Niacin has been shown to help maintain cholesterol levels and may ease joint discomfort and promote cognitive function. It provides aid to neurons and the central nervous system (CNS), showing that it has neuroprotective benefits (Fricker RA et al, 2018). 

Nicotinamide doesn’t have the same effects as niacin on cholesterol, but it does have other attributes. Nicotinamide has demonstrated to provide support to the inflammatory response of the skin (Niren NM, 2006). Also, it has been used to help the body maintain blood sugar levels (Cabrera-Rode E et al, 2006).

Niacin and nicotinamide are both essential in the metabolic pathway to make nicotinamide adenine dinucleotide (NAD+). 

NAD+ is a critically important molecule in the body necessary for overall health and it is worth investigating the best ways to keep its levels maintained.

In the body, niacin is absorbed and converted to the active form, coenzyme nicotinamide adenine dinucleotide (NAD+). NAD+ is essential for over 400 enzymes that are necessary to accelerate reactions in the body.

NAD+ is important within cells to convert food nutrients into cellular energy. This energy increases blood circulation and causes muscles to contract. NAD+ is also the stimulus to initiate the repair of damaged DNA and is KEY during the aging process.

Healthy levels of NAD+ protect neurons in the central nervous system and helps to improve cognitive functioning and also helps to reduce oxidative damage (Fricker, 2018; Massudi H et al, 2012). 

Research shows that low NAD+ levels are clearly involved in the aging process reducing the production of energy and the repair of DNA (Massudi H et al, 2012).

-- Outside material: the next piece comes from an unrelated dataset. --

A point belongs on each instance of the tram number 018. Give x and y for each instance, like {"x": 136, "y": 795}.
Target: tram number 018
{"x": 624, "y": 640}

A new human clinical study was performed administering niacin to individuals with a NAD+ deficiency and also their control groups for 4 months and then for a 10 month follow up (Wartiovaara A et al, 2019). In all the individuals, blood levels of NAD+ increased up to 8 fold and NAD+ in muscle tissue rose to the same level of the control group. Muscle strength and mitochondrial biogenesis increased in all of the subjects.

The mitochondria is considered the powerhouse of cells where energy is produced. Mitochondrial biogenesis is an increased quantity of mitochondria in the muscles.

The study considered niacin to be a NAD+ booster.

Niacin is not for everyone and it is advised to check with your health care practitioner related to dose since there are side effects such as upset stomach, skin flushing or itching and can cause other types of problems.

In summary, niacin and one of its other forms, nicotinamide have important health benefits. Both are necessary in the metabolic pathway to manufacture NAD+. The importance of NAD+ has taken the center stage for longevity research, therefore this important B vitamin has great value for lifespan.